PCAOB Inspection Report 2023 – PwC

Summary – PwC saw an increase in deficiency rates in 2023 compared to 2022.

The Public Company Accounting Oversight Board (PCAOB) released the 2023 inspection reports in August for all of the big4 firms. In this series, we will go into details of the PwC report.

57 audits performed by PwC was reviewed by PCAOB. Looking at the selection method by PCAOB, 43 were risk-based selections, 10 random selections, and 4 target-team selections. Here is what PCAOB says on audit selection procedures –

The inspection team selects the audits and the audit areas, including non-financial areas such as independence, that it will review. The inspected firm has no opportunity to limit or influence the PCAOB’s selections. In selecting issuer audits for review, we generally use both risk-based and random methods of selection, and we generally focus our attention on audit areas we believe to be of greater complexity, areas of greater significance or with a heightened risk of material misstatement to the issuer’s financial statements, and areas of recurring deficiencies. The inspection team generally selects the audits most recently completed by the firm but may also select audits completed in prior years if, for example, there are no recently completed audits.

In regards to the industry profile of the audits reviewed, we can see that the financial sector had 12. Consumer discretionary had 8. This is a marked difference from 2022 where consumer discretionary audits reviewed were 11 while financial sector audits were 5.

Audits with Part I.A deficiency rates

Part I.A deficiency is defined as follows –

Part I.A: Deficiencies that were of such significance that we believe the firm, at the time it issued its audit report(s), had not obtained sufficient appropriate audit evidence to support its opinion(s) on the issuer’s financial statements and/or ICFR.

For 2023, PwC had a deficiency rate of 18% compared to 9% in 2022. For the past three years, deficiencies have been showing an increasing trend. It makes one think. Why did PwC have a lower deficiency for audits performed in 2021 when its audit professionals were largely remote?

Audit Deficiencies Chart

The key thing to note is this statement within the inspection report “In connection with our 2023 inspection procedures for one audit, the issuer revised its report on ICFR, and the firm revised its opinion on the effectiveness of the issuer’s ICFR to express an adverse opinion and reissued its report.
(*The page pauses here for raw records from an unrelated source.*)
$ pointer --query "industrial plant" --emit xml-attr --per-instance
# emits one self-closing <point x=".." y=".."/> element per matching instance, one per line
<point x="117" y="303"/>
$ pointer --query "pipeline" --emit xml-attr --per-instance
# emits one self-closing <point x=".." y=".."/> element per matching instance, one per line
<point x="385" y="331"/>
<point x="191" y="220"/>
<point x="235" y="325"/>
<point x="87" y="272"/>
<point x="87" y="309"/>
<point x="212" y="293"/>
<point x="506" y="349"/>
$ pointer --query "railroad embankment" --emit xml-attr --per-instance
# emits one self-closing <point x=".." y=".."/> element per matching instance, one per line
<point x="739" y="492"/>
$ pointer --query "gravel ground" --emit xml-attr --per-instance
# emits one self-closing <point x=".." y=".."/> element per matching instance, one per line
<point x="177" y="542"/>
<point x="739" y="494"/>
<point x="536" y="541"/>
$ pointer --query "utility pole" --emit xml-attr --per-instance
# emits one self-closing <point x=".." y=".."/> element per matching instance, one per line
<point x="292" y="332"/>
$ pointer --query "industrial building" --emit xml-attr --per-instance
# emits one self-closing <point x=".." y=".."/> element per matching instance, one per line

Looking at the trends over the years revenue continues to be an area of focus for PCAOB followed by Goodwill. PwC had no deficiencies in revenue and goodwill in the prior years. However, they had 3 deficiencies in this area for 2023. Revenue deficiencies related to “substantive testing of, and testing controls over, revenue, including arrangements with multiple performance obligations” while goodwill deficiencies related to “evaluating intangible assets for possible impairment or testing controls over the review of impairment indicators“.

Audit Deficiencies by Category

Audit Deficiencies by Category (2021-2023)

Category 2021 Audits with Part I.A deficiencies 2021 Audits reviewed 2022 Audits with Part I.A deficiencies 2022 Audits reviewed 2023 Audits with Part I.A deficiencies 2023 Audits reviewed
Revenue and related accounts 0 36 0 48 3 39
Goodwill and intangible assets 0 14 0 5 3 13
Business combinations 1 5 2 24 1 6
Inventory 0 12 1 14 1 17
Long-lived assets 1 13 0 4 1 4

In regards to compliance with independence rules, the PCAOB did not identify any instances of non-compliance. PwC through its internal independence monitoring activities had identified 75 instances of violation across 51 issuers.

Overall, we do see an increase in deficiency rates for PwC. When compared to other audit firms, those deficiency numbers are not excessive. Shows that quality initiatives is an ongoing activity and needs to regularly revamped and reinvented.